The Linguistic Annotation Workshop (The LAW)

A Merger of NLPXML 2007 and FLAC 2007

Linguistically annotated corpora play a major role in parsing, information extraction, question answering, machine translation and many other areas of computational linguistics, and provide an empirical testbed for theoretical linguistics research. This has led to a proliferation of annotation systems, frameworks, formats, and schemes. Recognition of the need to harmonize annotation practices and frameworks has become increasingly critical, as witnessed by numerous workshops dealing with different aspects of linguistic annotation over the past few years.

The Linguistic Annotation Workshop (The LAW) will provide the first single forum for consideration of these different aspects by merging NLPXML: Natural Language Processing and XML and FLAC: Frontiers in Linguistically Annotated Corpora, which is itself a merger between Linguistically Interpreted Corpora (LINC) and Frontiers in Corpus Annotation (FCA). In total, the LAW will be the convergence of 14 previous workshops (5 NLPXML, 1 FLAC, 6 LINC and 2 FCA).

The goals of this workshop include:

(1) The exchange and propagation of research results with respect to the annotation, manipulation and exploitation of corpora, taking into account different applications and theoretical investigations in the field of language technology and research;
(2) Working towards the harmonization and interoperability from the perspective of the increasingly large number of tools and frameworks that support the creation, instantiation, manipulation, querying, and exploitation of annotated resources;
(3) Working towards a consensus on all issues crucial to the advancement of the field of corpus annotation.

The workshop will include presentations of long (8 page) and short (4 page) papers, demonstrations of annotation tools and invited presentations by "working groups", as discussed here, followed by an open discussion.

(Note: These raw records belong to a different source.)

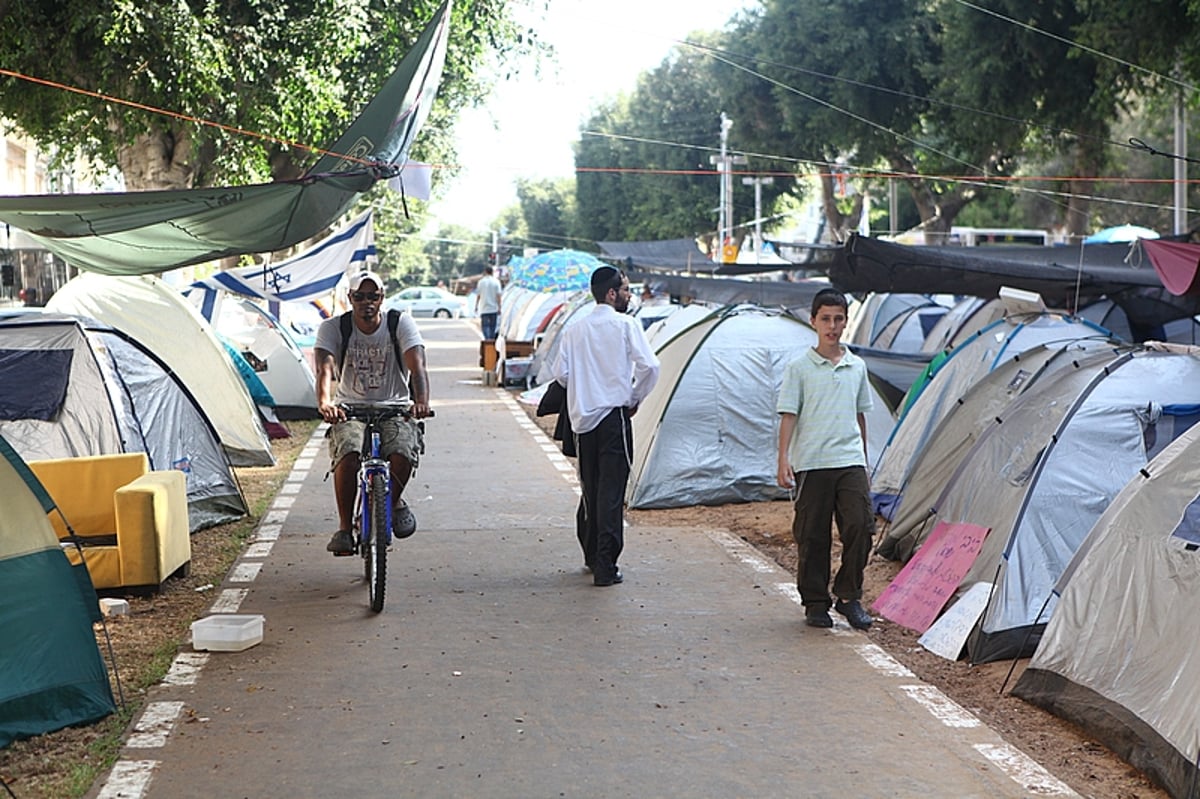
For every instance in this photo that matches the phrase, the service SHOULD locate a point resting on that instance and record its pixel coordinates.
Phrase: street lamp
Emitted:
(757, 182)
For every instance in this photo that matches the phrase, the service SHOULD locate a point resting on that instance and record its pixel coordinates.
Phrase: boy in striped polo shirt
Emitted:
(822, 457)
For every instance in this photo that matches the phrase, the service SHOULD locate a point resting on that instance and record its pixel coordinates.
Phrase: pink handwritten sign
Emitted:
(924, 586)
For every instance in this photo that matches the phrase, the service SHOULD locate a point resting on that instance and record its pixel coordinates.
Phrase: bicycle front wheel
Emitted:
(375, 552)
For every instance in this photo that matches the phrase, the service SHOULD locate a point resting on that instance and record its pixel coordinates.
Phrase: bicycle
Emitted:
(373, 504)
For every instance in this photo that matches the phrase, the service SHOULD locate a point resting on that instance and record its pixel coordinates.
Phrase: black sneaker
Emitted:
(403, 523)
(817, 617)
(341, 544)
(853, 611)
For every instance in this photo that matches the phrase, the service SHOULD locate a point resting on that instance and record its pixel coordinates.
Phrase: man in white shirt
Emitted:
(607, 368)
(487, 304)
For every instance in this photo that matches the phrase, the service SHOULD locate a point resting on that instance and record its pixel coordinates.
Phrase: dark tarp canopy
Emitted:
(1057, 274)
(138, 233)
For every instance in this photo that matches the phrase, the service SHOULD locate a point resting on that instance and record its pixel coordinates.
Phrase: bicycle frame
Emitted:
(373, 504)
(371, 463)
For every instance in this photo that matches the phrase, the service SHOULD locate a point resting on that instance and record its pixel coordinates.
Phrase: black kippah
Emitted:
(603, 276)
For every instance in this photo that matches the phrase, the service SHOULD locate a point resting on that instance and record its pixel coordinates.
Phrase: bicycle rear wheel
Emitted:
(375, 551)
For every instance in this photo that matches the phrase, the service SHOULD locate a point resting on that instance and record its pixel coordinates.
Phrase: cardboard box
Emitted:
(227, 632)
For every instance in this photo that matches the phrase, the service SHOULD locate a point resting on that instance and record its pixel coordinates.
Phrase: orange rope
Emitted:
(185, 118)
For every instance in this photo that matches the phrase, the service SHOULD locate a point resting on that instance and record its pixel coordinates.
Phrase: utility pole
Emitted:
(1181, 164)
(757, 182)
(724, 161)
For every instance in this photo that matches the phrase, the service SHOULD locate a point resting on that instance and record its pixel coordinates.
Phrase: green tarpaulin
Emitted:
(137, 233)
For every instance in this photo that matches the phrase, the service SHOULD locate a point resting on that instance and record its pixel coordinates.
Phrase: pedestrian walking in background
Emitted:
(487, 304)
(822, 456)
(607, 368)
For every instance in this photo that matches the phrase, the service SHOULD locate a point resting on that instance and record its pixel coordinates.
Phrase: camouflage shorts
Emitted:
(396, 436)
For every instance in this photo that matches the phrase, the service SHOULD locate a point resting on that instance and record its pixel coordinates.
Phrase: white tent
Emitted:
(571, 311)
(708, 432)
(1044, 470)
(270, 350)
(113, 396)
(159, 318)
(1122, 649)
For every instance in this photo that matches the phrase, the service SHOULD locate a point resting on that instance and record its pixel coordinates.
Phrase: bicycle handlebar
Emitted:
(377, 410)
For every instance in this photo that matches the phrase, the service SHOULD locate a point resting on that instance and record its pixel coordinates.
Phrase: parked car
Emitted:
(429, 301)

Long papers should reflect work in an advanced state, but short papers may describe more preliminary work and pilot studies. Papers topics may cover any aspect of linguistic annotation including:

  1. New and innovative annotation schemes
  2. Machine learning and knowledge-based methods for automation of corpus annotation
  3. Linguistic considerations for merging of annotation of distinct phenomena
  4. Comparison of annotation schemes
  5. Evaluation considerations for corpus annotation
  6. Comparison and/or evaluation of existing annotation systems, including functionality, common/missing features, accommodation of different input/output formats and resource types (lexicons, knowledge bases, ontologies, etc.)
  7. Creation, maintenance, and interactive exploration of annotation structures and annotated data
  8. Representation formats/structures for merged annotations of different phenomena, and means to explore/manipulate them
  9. Assessment of, and potential means to achieve, interoperability of annotation formats/frameworks among different systems as well as different tasks, frameworks, modalities, and languages

The workshop will also include a one-hour demonstration session for annotation systems and tools. Proposals for system demonstrations should follow the short paper submission format. The proposal should provide an overview of the system to be demonstrated, including functionality, supported input/output formats or structures, supported languages and modalities, etc. Accepted proposals will appear in the proceedings and are intended to provide background for the demonstration.

We will also be giving an Innovative Student Annotation Award to one student presenter -- please indicate if your paper is a student paper. This includes waiving of the workshop fee for one student.

Target Audience

Those interested in creating and using existing and future annotated corpora and other language resources. This includes annotators, lexicographers, system developers and those designing NLP system evaluation tasks for the NLP community.